Working 22.6 hours a day: Alert fatigue, guidelines and “left of boom” opportunities in health care

September 25th, 2015 / By L. Gordon Moore, MD

Where do alerts fit in a physician’s 22.6 hour day?

When I’m travelling around the country interacting with healthcare leaders and health systems, I mostly see valiant efforts to improve outcomes through improved management of diseases. While improving disease management through guideline adherence is certainly a good thing, this is a problematic strategy given the current reality of our tools, the design of our workflow and our ability to recognize and address the multiple non-disease factors that weigh heavily on outcomes.

I have written before about the profound impact non-clinical factors have on clinical outcomes. Here, I will address how guideline adherence drives a large volume of alerts and how that volume may act as an unintended negative influence on the healthcare work force and outcomes.

Ostbye and colleagues calculated that the average primary care physician (PCP) needs 10.6 hours per day to address guideline recommendations for the top 10 conditions for their patient population.i Add to this the average of 7.4 hours per day required to address the prevention needs of their populationii plus the 4.6 hours per day required to address acute problems,iii and we have the typical 22.6 hour work day of the average PCP.

The work exceeds the capacity of even the most dedicated provider and, as acute needs takes precedence for most people, we should not be surprised that around 55 percent of people receive their recommended care.iv

A recent article on cyber security in The New York Times noted similar findings:

“The average organization receives 16,937 alerts a week. Only 19 percent of them are deemed ‘reliable,’ and only 4 percent are investigated.”

The cyber security startup’s approach is to “get left of boom”—a military term meaning the moment before a bomb explodes. In the military, it means figuring out where the bomb-makers obtained supplies, and how they made and deployed their weapons.

The cyber security innovators are working to separate meaningful alerts from the noise. In health care, we don’t want to lose the small signals of “gaps in care” but we must get our technology to automate and simplify these tasks so that we can also attend to the bigger signals, the “left of boom” alerts.

People who self-identify as having significant, bothersome pain or emotions, who think their medicines are making them ill or who lack confidence are significantly more likely than others to end up in the emergency department or hospital.v Health risk assessment data can help us identify these issuesvi and layer that knowledge on top of claims and EMR data.

The promise of technology is its ability to sift through vast databases, perform automated tasks, help us find the signal in the noise and focus on important issues—all while making our work less complicated. Sending out an increasing volume of alerts runs into the overwhelmed reality of most of primary care in the U.S. In addition to moving away from volume-driven payment, let’s attend to the volume-driven work through smarter technology.
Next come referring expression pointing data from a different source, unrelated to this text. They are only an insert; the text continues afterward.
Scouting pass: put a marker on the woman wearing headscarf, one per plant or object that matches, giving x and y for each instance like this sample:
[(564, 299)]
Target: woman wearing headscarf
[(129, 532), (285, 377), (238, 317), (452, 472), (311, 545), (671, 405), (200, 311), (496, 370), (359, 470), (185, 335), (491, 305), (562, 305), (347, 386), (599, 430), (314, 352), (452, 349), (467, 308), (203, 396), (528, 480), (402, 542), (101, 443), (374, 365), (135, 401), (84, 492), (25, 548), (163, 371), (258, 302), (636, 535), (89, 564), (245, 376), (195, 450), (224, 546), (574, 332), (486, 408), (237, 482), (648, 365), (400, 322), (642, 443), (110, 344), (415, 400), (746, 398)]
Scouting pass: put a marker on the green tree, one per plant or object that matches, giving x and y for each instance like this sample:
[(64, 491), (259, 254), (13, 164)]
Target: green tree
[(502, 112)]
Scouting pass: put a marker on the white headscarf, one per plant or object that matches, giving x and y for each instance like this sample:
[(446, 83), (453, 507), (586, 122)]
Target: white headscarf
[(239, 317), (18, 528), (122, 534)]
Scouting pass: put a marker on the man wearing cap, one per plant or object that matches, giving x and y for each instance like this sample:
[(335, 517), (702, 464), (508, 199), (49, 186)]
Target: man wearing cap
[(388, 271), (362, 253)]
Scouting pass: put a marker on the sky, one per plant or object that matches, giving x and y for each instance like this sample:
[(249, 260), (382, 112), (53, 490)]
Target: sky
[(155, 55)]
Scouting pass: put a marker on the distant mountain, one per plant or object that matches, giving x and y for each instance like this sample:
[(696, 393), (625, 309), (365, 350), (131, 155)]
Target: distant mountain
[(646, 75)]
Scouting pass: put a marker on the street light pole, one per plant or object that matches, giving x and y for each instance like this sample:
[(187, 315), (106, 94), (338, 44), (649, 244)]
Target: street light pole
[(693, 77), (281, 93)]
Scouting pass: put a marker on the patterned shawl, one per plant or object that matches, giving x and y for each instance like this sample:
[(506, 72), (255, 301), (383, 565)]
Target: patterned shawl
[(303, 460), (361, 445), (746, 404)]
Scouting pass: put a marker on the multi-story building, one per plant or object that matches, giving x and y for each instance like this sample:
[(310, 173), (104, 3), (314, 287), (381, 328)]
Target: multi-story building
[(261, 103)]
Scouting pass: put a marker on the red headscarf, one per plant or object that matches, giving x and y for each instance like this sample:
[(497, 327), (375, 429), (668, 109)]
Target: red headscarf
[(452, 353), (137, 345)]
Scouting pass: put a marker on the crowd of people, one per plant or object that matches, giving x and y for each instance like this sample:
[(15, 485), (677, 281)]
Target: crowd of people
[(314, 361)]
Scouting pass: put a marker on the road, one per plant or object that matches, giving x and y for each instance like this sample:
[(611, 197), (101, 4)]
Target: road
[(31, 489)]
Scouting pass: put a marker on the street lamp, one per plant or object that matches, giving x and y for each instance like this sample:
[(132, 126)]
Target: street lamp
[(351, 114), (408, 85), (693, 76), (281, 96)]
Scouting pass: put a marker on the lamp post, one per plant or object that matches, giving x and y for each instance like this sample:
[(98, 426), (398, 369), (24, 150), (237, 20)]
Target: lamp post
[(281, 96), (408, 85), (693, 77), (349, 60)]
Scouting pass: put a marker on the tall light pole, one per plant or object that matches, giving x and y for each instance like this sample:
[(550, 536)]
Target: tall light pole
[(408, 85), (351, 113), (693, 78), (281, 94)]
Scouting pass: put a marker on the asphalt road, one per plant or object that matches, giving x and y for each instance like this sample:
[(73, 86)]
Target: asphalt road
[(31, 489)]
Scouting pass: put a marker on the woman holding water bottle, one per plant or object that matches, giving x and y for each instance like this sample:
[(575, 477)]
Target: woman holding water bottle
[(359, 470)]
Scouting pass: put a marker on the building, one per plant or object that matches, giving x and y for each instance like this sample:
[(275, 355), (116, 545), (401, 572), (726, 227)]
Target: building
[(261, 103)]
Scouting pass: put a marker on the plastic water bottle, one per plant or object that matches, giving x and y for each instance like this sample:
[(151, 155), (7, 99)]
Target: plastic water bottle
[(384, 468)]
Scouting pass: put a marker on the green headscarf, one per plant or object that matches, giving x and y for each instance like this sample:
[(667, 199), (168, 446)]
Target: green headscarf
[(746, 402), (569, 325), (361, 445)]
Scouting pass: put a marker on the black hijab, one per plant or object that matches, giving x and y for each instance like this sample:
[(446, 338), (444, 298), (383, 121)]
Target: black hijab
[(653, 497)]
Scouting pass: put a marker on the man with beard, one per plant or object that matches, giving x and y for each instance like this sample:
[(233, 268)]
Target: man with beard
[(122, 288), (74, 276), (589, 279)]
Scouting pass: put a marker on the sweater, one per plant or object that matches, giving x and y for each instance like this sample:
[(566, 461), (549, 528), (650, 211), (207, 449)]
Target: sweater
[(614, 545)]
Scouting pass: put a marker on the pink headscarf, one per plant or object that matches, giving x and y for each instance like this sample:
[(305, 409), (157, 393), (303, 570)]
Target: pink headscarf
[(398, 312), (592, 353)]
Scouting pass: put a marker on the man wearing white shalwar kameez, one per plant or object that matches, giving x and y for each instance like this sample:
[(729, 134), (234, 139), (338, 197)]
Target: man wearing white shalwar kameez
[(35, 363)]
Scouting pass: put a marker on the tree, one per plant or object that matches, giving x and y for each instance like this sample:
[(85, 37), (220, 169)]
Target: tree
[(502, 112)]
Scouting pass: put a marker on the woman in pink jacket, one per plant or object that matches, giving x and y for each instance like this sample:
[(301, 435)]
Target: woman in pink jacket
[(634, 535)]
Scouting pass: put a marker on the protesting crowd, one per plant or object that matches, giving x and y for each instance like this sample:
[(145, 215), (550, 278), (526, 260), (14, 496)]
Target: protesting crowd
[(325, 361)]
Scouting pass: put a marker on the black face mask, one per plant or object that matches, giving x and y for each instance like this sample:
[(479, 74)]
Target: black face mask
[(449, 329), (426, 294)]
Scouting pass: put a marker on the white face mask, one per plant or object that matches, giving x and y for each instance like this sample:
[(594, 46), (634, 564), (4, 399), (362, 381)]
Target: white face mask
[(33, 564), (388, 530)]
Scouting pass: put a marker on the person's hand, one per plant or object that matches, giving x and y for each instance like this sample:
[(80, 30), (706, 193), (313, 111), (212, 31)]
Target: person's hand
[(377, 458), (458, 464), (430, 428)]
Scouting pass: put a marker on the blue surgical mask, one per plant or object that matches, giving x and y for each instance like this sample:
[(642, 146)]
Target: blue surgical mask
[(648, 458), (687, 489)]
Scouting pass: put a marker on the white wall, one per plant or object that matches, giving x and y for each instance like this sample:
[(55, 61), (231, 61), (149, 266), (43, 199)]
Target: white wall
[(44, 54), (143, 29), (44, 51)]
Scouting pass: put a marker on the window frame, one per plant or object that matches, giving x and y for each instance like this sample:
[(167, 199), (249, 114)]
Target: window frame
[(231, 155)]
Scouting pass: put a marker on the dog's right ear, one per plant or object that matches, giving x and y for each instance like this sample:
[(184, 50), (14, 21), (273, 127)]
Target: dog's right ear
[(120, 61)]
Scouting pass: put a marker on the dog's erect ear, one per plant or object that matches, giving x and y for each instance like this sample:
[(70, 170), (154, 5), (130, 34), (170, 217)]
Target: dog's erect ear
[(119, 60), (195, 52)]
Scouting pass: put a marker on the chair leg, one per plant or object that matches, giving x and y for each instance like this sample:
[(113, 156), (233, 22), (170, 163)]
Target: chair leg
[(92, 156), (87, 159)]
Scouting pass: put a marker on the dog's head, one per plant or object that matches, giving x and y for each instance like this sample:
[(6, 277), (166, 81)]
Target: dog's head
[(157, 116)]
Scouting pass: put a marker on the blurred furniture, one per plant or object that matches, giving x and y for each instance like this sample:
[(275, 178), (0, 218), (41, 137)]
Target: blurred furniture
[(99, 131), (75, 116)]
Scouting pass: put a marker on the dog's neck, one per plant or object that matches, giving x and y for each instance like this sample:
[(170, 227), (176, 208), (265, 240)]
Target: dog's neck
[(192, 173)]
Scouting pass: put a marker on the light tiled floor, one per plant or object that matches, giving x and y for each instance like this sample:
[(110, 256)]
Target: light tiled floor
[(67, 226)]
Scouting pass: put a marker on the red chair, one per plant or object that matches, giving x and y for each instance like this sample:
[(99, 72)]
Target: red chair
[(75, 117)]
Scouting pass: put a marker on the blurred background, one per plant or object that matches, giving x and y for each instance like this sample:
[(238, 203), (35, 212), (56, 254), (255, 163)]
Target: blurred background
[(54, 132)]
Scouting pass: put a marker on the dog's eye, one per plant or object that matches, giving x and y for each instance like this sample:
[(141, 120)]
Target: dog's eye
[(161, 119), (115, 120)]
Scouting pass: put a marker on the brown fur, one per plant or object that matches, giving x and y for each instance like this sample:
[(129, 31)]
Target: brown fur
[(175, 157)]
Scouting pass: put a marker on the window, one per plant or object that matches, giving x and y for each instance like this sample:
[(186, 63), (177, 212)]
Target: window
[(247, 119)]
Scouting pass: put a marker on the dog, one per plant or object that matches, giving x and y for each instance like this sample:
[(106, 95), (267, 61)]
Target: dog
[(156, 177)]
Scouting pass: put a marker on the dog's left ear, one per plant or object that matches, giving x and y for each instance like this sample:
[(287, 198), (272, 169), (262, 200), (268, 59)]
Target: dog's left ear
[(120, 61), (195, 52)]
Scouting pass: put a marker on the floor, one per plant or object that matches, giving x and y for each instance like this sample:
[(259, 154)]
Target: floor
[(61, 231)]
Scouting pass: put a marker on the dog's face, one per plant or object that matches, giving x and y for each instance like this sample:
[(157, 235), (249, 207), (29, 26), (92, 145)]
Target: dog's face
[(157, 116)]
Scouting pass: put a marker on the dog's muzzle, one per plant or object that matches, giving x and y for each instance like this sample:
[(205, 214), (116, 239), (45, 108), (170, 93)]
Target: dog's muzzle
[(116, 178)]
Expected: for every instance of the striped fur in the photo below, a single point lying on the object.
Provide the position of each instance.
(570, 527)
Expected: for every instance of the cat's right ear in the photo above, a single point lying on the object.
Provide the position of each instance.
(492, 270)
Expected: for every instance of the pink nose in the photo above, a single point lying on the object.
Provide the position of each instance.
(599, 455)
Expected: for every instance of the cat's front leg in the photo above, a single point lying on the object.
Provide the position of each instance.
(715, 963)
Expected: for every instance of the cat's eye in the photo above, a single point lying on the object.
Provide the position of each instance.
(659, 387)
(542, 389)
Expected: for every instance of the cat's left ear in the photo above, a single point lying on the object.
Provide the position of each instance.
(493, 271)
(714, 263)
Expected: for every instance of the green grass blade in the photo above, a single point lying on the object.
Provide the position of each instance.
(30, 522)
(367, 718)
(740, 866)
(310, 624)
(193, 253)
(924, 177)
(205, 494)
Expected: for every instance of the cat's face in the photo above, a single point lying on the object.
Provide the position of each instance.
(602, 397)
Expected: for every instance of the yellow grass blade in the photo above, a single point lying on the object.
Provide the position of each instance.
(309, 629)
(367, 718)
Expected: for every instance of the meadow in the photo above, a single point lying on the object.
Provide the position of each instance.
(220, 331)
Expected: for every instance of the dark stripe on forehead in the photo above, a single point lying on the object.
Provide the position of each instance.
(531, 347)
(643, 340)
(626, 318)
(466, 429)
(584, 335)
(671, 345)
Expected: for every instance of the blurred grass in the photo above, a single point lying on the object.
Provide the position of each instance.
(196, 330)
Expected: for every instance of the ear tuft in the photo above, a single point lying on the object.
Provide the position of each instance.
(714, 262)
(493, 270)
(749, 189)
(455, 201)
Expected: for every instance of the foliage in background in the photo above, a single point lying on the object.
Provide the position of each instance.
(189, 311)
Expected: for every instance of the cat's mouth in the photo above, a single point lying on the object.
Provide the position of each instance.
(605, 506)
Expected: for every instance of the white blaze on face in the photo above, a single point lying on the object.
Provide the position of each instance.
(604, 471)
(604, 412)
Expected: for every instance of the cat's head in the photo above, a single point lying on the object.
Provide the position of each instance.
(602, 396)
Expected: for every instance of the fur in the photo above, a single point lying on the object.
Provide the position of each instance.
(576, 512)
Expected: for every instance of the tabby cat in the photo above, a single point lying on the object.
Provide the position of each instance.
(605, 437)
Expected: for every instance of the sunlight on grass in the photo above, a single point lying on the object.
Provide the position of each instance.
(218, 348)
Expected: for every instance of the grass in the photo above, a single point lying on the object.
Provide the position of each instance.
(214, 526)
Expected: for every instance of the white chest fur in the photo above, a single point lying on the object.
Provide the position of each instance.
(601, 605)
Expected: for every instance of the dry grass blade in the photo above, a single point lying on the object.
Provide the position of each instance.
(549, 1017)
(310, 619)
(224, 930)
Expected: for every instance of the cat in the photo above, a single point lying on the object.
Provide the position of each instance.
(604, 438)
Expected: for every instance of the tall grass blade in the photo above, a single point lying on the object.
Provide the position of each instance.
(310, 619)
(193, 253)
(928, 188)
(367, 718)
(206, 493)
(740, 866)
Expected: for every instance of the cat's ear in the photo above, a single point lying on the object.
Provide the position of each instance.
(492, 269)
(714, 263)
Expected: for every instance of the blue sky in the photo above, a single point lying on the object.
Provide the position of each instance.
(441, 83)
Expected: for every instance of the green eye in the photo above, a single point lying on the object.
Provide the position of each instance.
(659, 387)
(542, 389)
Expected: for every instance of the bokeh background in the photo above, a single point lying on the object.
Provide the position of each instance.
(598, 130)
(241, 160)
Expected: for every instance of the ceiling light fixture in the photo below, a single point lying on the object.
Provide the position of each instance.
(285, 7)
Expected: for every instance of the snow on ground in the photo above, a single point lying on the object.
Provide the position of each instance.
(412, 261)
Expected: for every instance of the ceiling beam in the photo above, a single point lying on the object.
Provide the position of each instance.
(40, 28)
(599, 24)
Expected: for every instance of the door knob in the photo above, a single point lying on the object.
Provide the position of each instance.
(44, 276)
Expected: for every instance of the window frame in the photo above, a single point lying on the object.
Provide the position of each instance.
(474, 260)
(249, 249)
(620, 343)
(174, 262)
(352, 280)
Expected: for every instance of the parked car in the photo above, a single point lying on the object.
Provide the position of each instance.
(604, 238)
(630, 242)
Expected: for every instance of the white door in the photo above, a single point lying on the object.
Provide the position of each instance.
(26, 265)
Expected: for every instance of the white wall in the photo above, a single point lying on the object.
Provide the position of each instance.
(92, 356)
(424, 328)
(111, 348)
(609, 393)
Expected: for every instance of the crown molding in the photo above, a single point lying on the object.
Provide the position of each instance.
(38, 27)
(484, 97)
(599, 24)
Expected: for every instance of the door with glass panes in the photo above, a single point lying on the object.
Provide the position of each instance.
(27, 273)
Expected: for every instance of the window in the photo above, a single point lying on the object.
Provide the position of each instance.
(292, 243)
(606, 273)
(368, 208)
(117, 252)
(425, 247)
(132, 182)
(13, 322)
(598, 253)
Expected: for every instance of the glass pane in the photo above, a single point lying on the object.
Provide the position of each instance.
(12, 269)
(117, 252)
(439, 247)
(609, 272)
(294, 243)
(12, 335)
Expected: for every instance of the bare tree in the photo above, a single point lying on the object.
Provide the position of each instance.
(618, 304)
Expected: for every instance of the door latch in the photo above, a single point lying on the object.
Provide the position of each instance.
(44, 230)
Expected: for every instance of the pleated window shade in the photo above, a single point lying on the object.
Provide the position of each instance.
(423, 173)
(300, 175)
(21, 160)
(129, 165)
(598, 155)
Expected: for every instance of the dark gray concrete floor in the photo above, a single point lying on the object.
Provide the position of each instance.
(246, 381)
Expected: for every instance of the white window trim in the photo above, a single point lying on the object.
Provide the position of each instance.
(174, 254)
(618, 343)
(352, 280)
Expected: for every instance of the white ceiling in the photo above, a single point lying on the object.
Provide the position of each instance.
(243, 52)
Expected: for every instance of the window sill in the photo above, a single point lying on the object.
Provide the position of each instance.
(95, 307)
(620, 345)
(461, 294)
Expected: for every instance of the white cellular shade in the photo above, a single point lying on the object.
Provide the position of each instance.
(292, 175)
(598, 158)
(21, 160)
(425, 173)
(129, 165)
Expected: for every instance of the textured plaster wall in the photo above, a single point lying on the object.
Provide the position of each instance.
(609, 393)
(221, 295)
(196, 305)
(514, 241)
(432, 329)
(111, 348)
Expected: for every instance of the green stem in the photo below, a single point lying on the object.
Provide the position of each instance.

L. Gordon Moore, MD, is senior medical director for populations and payment solutions at 3M Health Information Systems.


Documentation compliance tools. Applied to helping physicians focus on what’s important: patient care.

 

i Østbye, Truls, Kimberly S. H. Yarnall, et al.. “Is There Time for Management of Patients with Chronic Diseases in Primary Care?” Annals of Family Medicine 3, no. 3 (June 2005): 209–14. doi:10.1370/afm.310.

ii Yarnall, Kimberly S. H., Kathryn I. Pollak, et al.“Primary Care: Is There Enough Time for Prevention?” American Journal of Public Health 93, no. 4 (April 2003): 635–41.

iii Stange, K. C., S. J. Zyzanski, C. R. Jaén, , et al. “Illuminating the ‘Black Box’. A Description of 4454 Patient Visits to 138 Family Physicians.” The Journal of Family Practice 46, no. 5 (May 1998): 377–89.

iv McGlynn, Elizabeth A., Steven M. Asch, John Adams, et al.. “The Quality of Health Care Delivered to Adults in the United States.” New England Journal of Medicine 348, no. 26 (June 26, 2003): 2635–45. doi:10.1056/NEJMsa022615.

v Wasson, John H, Deborah J Johnson, and Todd Mackenzie. “The Impact of Primary Care Patients’ Pain and Emotional Problems on Their Confidence with Self-Management.” The Journal of Ambulatory Care Management 31, no. 2 (June 2008): 120–27. doi:10.1097/01.JAC.0000314702.57665.a0.

vi Wherry, Laura R., Marguerite E. Burns, and Lindsey Jeanne Leininger. “Using Self-Reported Health Measures to Predict High-Need Cases among Medicaid-Eligible Adults.” Health Services Research 49, no. S2 (December 2014): 2147–72. doi:10.1111/1475-6773.12222.